Specializing ACTED_IN and DIRECTED Relationships

In this Challenge, you will modify the instance model to match the following diagram. This diagram uses specialized ACTED_IN and DIRECTED relationships.

Specialized ACTED_IN and DIRECTED relationships

This Challenge has 2 steps:

Refactor all ACTED_IN relationships

Execute the following code to create a new set of relationships based on the year of the released property for each Node.

For example, Apollo 13 was released in 1995, so an additional ACTED_IN_1995 will be created between Apollo 13 and any actor that acted in the movie.

cypher
Creating Specialized Relationships
MATCH (n:Actor)-[:ACTED_IN]->(m:Movie)
CALL apoc.merge.relationship(n,
  'ACTED_IN_' + left(m.released,4),
  {},
  {},
  m ,
  {}
) YIELD rel
RETURN count(*) AS `Number of relationships merged`;

It should create 5 relationships.

With this refactoring, we can now confirm that our rewritten query works for the use case:

Use case #12: What movies did an actor act in for a particular year?

To verify the query has run successfully, we can attempt to use the newly created ACTED_IN_1995 relationship to see which Movies Tom Hanks acted in that were released in 1995.

cypher
Tom Hanks Movies released in 1995
MATCH (p:Actor)-[:ACTED_IN_1995]->(m:Movie)
WHERE p.name = 'Tom Hanks'
RETURN m.title AS Movie

It should return one movie from our dataset, Apollo 13.

Refactor all DIRECTED relationships

We can use the same method to create DIRECTED_{year} relationships between the Director and the Movie.

Modify the code you have just run to match the following pattern.

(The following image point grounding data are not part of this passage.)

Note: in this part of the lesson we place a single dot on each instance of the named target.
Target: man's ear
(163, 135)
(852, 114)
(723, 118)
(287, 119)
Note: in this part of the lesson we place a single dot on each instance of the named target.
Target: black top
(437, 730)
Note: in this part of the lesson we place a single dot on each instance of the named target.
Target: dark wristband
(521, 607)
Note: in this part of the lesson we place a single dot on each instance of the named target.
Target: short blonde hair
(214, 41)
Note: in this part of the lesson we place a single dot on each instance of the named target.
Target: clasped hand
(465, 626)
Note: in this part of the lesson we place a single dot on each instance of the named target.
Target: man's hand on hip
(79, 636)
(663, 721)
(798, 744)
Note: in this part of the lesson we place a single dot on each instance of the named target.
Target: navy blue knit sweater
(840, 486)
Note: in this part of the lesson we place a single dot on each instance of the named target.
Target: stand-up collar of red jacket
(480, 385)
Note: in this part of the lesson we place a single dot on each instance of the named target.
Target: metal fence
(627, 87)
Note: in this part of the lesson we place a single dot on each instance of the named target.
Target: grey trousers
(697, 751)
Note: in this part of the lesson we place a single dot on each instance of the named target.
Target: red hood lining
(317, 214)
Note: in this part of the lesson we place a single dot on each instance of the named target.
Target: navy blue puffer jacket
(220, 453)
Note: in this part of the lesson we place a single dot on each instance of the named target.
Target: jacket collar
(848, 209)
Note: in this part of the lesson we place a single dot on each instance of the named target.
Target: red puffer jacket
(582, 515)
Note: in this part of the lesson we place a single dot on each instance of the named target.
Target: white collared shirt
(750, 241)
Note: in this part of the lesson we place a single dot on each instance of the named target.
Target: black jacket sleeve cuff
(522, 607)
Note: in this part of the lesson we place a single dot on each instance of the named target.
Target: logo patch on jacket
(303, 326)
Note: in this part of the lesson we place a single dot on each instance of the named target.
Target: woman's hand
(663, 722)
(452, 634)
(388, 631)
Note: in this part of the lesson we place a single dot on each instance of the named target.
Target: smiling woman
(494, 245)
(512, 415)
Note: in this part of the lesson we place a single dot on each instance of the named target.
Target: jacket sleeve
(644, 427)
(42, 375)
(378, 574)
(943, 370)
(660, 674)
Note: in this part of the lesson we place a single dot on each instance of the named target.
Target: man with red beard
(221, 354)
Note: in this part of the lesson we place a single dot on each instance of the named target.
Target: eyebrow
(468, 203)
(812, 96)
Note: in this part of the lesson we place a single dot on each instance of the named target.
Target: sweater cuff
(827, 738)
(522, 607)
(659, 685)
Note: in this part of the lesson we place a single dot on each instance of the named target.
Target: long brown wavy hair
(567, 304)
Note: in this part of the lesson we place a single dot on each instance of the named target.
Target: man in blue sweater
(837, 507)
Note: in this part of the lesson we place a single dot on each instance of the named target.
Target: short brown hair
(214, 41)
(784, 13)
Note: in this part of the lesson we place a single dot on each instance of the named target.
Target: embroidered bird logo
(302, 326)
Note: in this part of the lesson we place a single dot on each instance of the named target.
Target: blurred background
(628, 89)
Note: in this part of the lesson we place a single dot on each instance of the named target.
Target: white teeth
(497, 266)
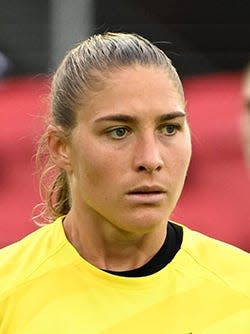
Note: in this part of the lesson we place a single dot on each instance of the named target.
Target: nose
(148, 155)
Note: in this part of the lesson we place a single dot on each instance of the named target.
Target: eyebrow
(132, 119)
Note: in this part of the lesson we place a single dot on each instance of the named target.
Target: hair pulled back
(83, 69)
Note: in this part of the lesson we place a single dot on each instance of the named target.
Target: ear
(59, 148)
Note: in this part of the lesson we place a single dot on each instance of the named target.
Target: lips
(147, 195)
(147, 190)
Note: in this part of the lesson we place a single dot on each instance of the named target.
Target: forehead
(135, 89)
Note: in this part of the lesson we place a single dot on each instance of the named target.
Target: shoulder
(217, 260)
(20, 261)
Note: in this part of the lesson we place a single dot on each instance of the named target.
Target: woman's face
(130, 150)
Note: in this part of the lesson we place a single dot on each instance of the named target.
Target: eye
(170, 129)
(118, 133)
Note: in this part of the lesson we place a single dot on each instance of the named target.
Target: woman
(111, 262)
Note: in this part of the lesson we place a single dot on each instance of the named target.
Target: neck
(107, 247)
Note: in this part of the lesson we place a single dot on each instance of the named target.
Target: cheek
(96, 168)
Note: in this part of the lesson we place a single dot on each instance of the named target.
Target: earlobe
(59, 148)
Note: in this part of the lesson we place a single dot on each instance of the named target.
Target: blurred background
(209, 56)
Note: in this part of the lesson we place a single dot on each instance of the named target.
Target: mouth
(147, 194)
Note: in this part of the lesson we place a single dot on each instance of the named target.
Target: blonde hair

MATCH (n:Director)-[:DIRECTED]→(m:Movie)

Then modify the procedure call change the prefix of the relationship to DIRECTED_.

It should create 2 relationships.

Testing the Model

With this refactoring and the previous refactoring, we can now confirm that our rewritten query works for the use case:

Use case #12: What movies did an actor act in for a particular year?

cypher
MATCH (p:Person)-[:ACTED_IN_1995|DIRECTED_1995]->()
RETURN p.name as `Actor or Director`

It should return Tom Hanks and Martin Scorsese.

Validate Results

Once you have run the query, click the Check Database button and we will check the database for you.

Hint

When calling the apoc.merge.relationship() procedure the second query, the second parameter will be 'DIRECTED_'+ left(m.released, 4).

If the numbers do not match the ones stated in the lesson above, please refresh your browser to reset the lesson.

Solution

To pass this challenge you must run the two queries below in order.

First, use the m.released property to create an ACTED_IN_{year} relationship between the Actor and the Movie:

cypher
1. Create ACTED_IN_{year} relationships
MATCH (n:Actor)-[:ACTED_IN]->(m:Movie)
CALL apoc.merge.relationship(n,
  'ACTED_IN_' + left(m.released,4),
  {},
  {},
  m ,
  {}
) YIELD rel
RETURN count(*) AS `Number of relationships merged`;

This query should create 5 relationships.

Then, use the same property to create a DIRECTED_{year} relationship between the Director and the Movie:

cypher
2. Create DIRECTED_{year} relationships
MATCH (n:Director)-[r:DIRECTED]->(m:Movie)
CALL apoc.merge.relationship(n,
  'DIRECTED_' + left(m.released,4),
  {},
  {},
  m,
  {}
) YIELD rel
RETURN COUNT(*) AS `Number of relationships added`

This query should create 2 relationships.

Then click Try Again.

If the numbers do not match, please refresh your browser to reset the graph.

Summary

In this Challenge, you demonstrated that you can refactor the graph to specialize the ACTED_IN and DIRECTED relationships.

In the next Challenge, you will refactor the RATED relationship.